E qui mi fermo che ho già scritto troppo, e ho pure detto che non volevo farla troppo lunga…
wow TommasoS, grazie!
fantastica quest’analisi, grazie davvero, e per me in particolare la nota sulla “reificazione identitaria” criticata da Glissant (che mi dà voglia di leggerlo). e, quanto alla parte più linguistica, ottimo in particolare il riferimento alle “regole di trasformazione da una variante all’altra”, e alla “capacità dei soggetti di utilizzarle in termini strategici”, che mi interessa davvero un sacco. quindi intasco golosamente la bibliografia (selezionata giapster, se ho capito bene) Bickerton-Drummond-Hannerz.

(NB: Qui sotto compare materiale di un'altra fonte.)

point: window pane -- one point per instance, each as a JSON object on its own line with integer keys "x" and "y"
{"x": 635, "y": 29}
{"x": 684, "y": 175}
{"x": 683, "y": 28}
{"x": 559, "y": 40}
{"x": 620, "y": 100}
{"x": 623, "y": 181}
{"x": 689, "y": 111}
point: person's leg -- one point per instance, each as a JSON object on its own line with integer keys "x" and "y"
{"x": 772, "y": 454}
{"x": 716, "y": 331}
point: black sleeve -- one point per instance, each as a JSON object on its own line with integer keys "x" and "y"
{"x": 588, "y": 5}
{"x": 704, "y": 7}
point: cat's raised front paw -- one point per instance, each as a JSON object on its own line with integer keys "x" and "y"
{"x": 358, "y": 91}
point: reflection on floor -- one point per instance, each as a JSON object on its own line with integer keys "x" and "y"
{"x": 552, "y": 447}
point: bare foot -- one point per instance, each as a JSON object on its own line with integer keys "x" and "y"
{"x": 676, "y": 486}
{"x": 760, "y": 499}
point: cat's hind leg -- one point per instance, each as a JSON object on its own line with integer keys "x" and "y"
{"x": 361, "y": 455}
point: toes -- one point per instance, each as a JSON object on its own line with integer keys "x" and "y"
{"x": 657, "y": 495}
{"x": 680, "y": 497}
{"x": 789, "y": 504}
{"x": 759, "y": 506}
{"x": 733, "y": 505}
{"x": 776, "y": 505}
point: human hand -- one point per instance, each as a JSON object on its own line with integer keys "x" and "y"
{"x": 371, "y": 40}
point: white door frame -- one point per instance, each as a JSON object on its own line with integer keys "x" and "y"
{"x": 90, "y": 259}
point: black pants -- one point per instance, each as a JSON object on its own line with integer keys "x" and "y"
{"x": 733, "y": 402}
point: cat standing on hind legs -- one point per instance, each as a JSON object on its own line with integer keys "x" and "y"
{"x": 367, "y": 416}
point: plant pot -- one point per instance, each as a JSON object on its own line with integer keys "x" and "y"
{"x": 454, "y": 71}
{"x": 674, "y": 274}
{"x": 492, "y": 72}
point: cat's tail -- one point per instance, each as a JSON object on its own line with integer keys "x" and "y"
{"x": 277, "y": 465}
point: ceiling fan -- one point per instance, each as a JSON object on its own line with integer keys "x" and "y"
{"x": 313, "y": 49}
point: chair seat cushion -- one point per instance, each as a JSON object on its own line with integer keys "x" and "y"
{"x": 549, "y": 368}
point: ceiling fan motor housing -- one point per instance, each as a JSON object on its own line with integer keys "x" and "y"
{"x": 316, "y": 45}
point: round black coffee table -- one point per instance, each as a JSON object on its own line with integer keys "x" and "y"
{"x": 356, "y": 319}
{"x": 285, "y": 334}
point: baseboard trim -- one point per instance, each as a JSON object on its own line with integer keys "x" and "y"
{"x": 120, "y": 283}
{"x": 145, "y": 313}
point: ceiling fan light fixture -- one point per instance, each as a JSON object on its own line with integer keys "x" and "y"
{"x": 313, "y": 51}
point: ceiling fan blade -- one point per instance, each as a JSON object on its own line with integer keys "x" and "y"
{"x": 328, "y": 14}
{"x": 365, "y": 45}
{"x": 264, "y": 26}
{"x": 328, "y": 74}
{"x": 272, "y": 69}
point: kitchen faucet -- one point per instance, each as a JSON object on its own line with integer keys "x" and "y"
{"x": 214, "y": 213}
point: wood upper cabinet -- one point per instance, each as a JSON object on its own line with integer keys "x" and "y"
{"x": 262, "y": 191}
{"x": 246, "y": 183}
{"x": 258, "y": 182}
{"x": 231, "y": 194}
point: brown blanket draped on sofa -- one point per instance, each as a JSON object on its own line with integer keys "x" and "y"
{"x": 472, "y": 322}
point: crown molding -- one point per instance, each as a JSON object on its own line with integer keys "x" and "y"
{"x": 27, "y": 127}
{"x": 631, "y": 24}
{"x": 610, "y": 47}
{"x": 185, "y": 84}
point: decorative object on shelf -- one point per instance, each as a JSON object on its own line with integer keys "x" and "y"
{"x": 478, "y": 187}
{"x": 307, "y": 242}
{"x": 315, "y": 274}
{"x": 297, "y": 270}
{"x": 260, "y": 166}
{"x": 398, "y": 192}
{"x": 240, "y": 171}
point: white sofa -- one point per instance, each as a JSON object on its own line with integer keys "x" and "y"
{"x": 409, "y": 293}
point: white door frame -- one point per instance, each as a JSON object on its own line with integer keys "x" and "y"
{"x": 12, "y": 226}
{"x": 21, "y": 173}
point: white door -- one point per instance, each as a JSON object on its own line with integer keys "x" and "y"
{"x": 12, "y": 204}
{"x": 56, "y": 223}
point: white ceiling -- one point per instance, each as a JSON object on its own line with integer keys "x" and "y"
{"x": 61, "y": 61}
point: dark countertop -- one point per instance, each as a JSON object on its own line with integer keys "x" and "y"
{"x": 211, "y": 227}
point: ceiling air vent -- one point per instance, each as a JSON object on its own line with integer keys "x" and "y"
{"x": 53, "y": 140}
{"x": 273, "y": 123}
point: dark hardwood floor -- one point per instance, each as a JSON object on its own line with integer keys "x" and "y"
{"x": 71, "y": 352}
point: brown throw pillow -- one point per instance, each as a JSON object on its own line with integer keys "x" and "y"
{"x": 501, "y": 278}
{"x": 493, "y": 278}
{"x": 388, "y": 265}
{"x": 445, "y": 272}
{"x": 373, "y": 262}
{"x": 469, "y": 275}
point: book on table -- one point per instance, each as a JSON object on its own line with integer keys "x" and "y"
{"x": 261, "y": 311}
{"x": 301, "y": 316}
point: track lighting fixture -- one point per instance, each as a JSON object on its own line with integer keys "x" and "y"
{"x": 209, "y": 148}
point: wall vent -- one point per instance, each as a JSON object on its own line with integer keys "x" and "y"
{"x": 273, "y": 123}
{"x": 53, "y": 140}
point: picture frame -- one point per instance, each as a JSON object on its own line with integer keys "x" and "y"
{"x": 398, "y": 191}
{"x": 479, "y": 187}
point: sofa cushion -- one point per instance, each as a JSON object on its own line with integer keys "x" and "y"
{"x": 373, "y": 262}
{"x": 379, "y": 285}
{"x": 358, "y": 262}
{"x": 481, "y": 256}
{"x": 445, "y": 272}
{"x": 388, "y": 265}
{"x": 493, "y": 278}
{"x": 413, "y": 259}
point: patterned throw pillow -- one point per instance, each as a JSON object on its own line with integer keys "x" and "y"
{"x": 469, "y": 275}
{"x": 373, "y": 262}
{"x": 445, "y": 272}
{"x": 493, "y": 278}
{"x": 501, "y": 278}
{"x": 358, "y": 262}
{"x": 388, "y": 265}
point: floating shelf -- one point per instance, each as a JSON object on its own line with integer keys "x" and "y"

e magari per me è venuto il momento di provare a imparare un po’ di qualche creolo: forse un giamaicano qui in svezia, oppure un haitiano certo avrebbe senso dopo il mio prossimo trasloco.. ma una biografia sociolinguistica su come strutturare un processo d’apprendimento di un creolo che sia liberante per due parlanti uno più ‘centrale’ e un altro meno ce l’avresti?
prendila pure come una battuta e non come un’altra richiesta di megacommento, ma davvero mi aiuterebbe.. tentativi che ho fatto in passato di farmi insegnare un po’ di creolo sono falliti per cattiva gestione (mia) di questo problema.
E poi grazie jangadero! (e lingua ‘interferita’ del tuo ultimo commento era bellissima.. :) )
dzzz non c’è di che, ho provato a dire la mia su creolo in base alla mia limitata cultura un pò ibridata da una discreta esperienza brasiliana e a proposito posso confermare a Tommaso che nel “registro” di nascita in brasile è riportato il colore della pelle, credo che la scelta sia limitata branco preto o pardo – “registro” che viene usato per ottenere qualsiasi altro documento e che quindi si possiede non si richiede come qui da noi alla bisogna e tanto per fare un pò di “folklore” molti (ovviamente dei “meno abbienti”) non registrano i figli quando nascono tanto che il governo Lula per far emergere questi invisibili aveva lanciato una campagna pubblicità progresso attraverso anche la rede globo per spingere i genitori a registrare i figli legando gli aiuti alimentari e economici al possesso di tale documento e alla frequenza scolastica – parliamo di un paese che già diversi anni prima aveva la maggioranza della popolazione minore di 18 anni (nel 2006 gli aiuti nello stato di bahia – non sono sicuro che fosse un’iniziativa federale o che fosse uguale per tutti gli stati o differenziata per il nord-est- erano mezzo litro di latte da portare a casa dalla scuola e 10 o 20 reais al mese, non ricordo esattamente – al tempo 3 reais e qualcosa per un euro e il salario minimo intorno credo ai 300 350 reais), scusate la parentesi ma per continuare nel campo dei significati assegnati alle classificazioni degli incroci “razziali” non posso fare a meno di riportare il forte significato negativo assegnato alla parola caboclo che è l’incrocio tra indios e neri, viene dipinto come una sorte di diavolo che somma i caratteri negativi della “razze” africana e indigene, uno scuro con i capelli crespi ( i capelli crespi sono visti come orribili, ovviamente perchè denotano appartenenza a discendenza africana – ricordate malcom x che prima di prendere coscienza li stirava?) pigro come un africano ma malvagio come un indio spesso un killer, e non posso fare a meno di pensare che cablocos erano proprio gli incroci che si creavano dagli schiavi scappati nel folto della foresta e che si organizzavano nei quilombos – comunità di schiavi fuggiti che entravano in contatto con comunità indigene unendo la condizione di schiavo scappato alle conoscenza ancestrale della foresta e quindi cosa di più inviso agli schiavisti di questo?
marò ho scritto ‘libiano’ ! scusate tutti. ‘… non c’è nessun libico…’ stavo sotto la doccia quando m’è venuto il flash ho detto ‘ma porc !’ mi correggo.